The importance of this goes beyond the SMOS mission as the continuity of these kind of measurements is now being studied within the context of one of six a potential future Copernicus missions.

ESA’s Craig Donlon, explains, “The Copernicus Imaging Microwave Radiometer concept is a global coverage mission, but with a focus on the rapidly changing Arctic region, where both high winds and salinity play a major role in the ocean system.
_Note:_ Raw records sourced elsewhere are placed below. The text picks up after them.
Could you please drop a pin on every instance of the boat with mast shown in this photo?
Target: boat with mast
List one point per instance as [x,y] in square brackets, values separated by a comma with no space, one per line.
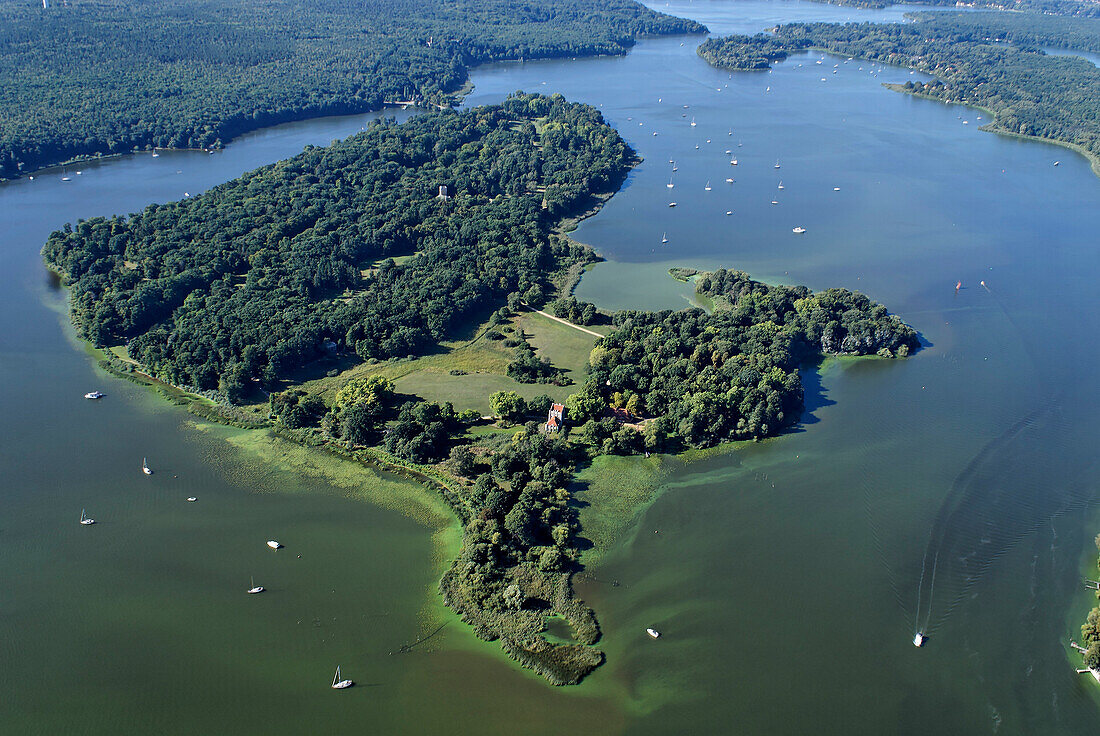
[338,683]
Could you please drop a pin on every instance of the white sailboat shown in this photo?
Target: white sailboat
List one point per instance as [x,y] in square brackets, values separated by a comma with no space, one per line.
[338,683]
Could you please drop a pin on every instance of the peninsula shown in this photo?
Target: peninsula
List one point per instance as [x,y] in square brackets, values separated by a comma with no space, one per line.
[300,294]
[98,77]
“There is no doubt that SMOS has allowed us to explore and further develop the enormous potential of L-band microwave radiometer measurements for the ocean.”

We are changing our natural world faster than at any other time in history. Understanding the intricacies of how Earth works as a system and the impact that human activity is having on natural processes are huge environmental challenges. Satellites are vital for taking the pulse of our planet, delivering the information we need to understand and monitor our precious world, and for making decisions to safeguard our future. Earth observation data is also key to a myriad of practical applications to improve everyday life and to boost economies. This week we focus on the world’s biggest conference on Earth observation where thousands of scientists and data users discuss the latest results and look to the future of Earth observation.